Dog DNA in dingoes? There’s not as much as you think

Australia has four or five distinct populations of dingo, and none are crossbreeding to extinction, new research shows.

UNSW-based conservation biologist Dr Kylie Cairns led a study into 195,000 genetic markers in 391 captive and wild dingoes and found their lineage remains mostly intact.

Despite assumptions that dingoes are crossbreeding with dogs, the species’ genetic decline fails to show in the analysis.

In Victoria, 87.1% of sample dingoes were genetically pure; only 6.5% showed signs of a single crossover event.

In NSW and Queensland, more than half of those sampled had at least 99% dingo ancestry, and a fifth had evidence of one ancestral crossover.

Little evidence of dingo-dog interbreeding was found in other mainland states. At least four in five wild dingoes sampled from SA and WA had pure dingo lineages. In contrast, captive dingoes were more likely to be hybrids.

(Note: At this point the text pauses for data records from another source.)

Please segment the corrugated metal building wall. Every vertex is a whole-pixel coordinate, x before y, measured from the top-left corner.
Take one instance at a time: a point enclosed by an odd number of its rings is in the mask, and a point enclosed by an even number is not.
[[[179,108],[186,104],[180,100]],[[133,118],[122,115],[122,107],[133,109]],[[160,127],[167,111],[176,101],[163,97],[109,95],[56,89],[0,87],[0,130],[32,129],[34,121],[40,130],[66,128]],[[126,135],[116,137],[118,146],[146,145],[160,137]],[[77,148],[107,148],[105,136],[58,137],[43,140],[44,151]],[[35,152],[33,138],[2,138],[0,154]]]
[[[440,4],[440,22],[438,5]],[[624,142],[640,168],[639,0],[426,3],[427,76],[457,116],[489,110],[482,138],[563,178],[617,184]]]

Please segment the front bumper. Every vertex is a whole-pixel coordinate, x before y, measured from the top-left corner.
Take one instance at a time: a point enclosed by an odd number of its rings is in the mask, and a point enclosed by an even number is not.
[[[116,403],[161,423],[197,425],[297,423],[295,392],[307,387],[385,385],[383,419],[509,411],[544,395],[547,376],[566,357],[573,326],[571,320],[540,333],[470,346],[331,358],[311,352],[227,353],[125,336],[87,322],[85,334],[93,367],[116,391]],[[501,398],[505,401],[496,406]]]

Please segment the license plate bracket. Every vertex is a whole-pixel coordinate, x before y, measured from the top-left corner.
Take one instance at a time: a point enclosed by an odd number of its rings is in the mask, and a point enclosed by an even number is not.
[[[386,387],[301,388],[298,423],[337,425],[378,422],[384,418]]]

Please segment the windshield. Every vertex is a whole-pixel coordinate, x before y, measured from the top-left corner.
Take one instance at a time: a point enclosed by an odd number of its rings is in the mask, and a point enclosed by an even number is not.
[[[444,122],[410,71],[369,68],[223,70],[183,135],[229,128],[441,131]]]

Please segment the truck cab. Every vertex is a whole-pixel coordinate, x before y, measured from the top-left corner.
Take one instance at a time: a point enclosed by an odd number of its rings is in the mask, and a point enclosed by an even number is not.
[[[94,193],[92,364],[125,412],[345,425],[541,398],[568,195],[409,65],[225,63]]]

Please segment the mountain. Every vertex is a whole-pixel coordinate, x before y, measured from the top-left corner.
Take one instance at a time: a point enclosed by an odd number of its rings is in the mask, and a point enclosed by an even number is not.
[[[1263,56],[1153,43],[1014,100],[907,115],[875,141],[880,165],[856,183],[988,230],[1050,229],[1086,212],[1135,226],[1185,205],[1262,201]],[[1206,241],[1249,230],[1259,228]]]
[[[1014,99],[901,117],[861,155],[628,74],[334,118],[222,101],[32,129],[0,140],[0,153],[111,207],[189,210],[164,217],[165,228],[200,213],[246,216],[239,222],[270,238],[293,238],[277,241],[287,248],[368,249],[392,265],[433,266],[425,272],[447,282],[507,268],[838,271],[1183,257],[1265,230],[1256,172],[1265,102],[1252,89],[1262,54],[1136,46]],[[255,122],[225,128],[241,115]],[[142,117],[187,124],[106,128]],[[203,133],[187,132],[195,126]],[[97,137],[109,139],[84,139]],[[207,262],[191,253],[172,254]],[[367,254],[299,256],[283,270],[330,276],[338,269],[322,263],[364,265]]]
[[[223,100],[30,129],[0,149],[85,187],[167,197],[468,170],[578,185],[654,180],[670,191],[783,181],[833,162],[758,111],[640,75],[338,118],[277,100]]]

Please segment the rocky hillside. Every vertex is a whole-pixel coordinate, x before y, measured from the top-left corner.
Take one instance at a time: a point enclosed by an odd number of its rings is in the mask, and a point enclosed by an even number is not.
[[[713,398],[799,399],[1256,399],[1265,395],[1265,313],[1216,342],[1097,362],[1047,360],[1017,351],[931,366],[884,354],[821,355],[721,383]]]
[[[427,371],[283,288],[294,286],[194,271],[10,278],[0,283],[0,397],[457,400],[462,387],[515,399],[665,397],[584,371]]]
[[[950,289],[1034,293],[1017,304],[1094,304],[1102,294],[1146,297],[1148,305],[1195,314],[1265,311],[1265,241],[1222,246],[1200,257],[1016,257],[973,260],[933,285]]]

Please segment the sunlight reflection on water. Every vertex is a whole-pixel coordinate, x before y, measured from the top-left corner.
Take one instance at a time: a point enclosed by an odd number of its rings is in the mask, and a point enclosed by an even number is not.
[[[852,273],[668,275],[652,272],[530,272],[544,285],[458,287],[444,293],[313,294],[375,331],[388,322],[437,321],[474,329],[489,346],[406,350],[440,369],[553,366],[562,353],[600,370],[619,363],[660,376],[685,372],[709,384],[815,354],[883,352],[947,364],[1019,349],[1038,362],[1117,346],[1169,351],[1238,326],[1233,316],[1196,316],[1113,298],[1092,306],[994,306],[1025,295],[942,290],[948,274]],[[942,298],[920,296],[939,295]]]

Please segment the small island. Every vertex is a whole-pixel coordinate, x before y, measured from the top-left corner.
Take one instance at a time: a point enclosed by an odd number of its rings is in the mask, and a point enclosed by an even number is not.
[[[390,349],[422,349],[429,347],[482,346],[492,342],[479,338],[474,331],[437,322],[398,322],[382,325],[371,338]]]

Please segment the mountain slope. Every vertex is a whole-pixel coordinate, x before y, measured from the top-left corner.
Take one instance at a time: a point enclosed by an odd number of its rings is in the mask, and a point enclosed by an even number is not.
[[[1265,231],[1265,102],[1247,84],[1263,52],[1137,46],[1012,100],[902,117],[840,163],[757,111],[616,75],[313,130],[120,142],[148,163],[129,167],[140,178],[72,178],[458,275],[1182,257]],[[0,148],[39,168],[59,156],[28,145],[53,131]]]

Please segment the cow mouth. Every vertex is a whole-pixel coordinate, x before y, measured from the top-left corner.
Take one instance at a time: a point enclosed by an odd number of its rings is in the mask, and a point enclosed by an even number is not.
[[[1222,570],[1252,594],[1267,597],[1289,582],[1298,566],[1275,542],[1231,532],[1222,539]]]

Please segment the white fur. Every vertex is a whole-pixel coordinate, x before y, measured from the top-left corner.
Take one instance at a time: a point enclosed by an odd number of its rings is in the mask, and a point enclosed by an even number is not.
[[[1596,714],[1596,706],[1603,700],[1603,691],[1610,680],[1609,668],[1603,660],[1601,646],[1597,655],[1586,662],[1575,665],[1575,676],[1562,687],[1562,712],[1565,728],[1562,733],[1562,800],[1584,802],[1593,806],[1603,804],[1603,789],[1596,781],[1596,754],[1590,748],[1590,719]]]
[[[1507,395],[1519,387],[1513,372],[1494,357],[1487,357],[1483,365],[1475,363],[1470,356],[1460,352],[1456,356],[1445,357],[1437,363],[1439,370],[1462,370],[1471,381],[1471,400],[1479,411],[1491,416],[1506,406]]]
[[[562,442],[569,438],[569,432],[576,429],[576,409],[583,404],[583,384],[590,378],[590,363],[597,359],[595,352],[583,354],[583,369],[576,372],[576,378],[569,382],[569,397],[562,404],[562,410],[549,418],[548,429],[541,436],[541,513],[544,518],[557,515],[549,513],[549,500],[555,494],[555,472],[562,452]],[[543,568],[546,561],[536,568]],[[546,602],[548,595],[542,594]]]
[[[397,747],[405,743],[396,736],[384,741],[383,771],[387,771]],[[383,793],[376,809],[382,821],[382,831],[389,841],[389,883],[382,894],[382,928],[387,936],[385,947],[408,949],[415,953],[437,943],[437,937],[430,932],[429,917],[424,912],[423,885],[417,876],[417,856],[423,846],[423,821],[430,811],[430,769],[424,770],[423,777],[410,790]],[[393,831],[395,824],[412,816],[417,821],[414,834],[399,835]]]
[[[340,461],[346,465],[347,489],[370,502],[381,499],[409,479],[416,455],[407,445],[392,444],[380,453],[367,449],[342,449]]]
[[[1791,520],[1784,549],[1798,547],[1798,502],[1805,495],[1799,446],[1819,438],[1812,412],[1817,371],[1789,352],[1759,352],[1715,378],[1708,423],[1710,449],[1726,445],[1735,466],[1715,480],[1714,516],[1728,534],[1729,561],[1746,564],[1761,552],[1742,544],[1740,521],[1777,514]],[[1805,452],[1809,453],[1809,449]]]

Cairns’ research also shows four distinct wild dingo populations on the Australian continent: an eastern population hugging the coastline from Bundaberg and south-east Queensland to Wollongong; a southeast population ranging from the NSW south coast inland to the Australian Alps and east of Melbourne; a single ‘Big Desert’ group concentrated near the SA-Victoria border; and a western population ranging across WA, the Northern Territory and much of Queensland outside established dingo fences.

Identifying these distinct populations, Cairns says, dispels the idea that hybridisation is the cause for differences between dingoes.

“Previous methods of [genetic] unit testing essentially assumed that all dingoes across the country were the same, or formed a single population, and therefore any differences that you saw in a dingo, say in Victoria compared to WA, was because the dingo was a hybrid,” Cairns says.

“When we have much larger amounts of data, so the 195,000 bits of DNA [to study], we can test that more robustly, and see that instead of there being only one type of dingo, there’s four, or five if you include the captive dingoes.

“And it’s much easier to be able to tell the difference between a dingo, a different type of dingo, and a dog.”

Cairns says better conservation practices – rather than current pest management approaches –for dingoes is important to protect the remaining, genetically distinct populations of the animal.

“The [Big Desert] population in western Victoria and southern SA appears to be under severe threat, there doesn’t seem to be very many of them,” she says.

“We may need to start thinking more about how we’re conserving, rather than just how we’re managing those. You don’t want to be losing any genetic diversity from a species, ideally, because genetic diversity helps adapt to the changing environment, or cope with disease.”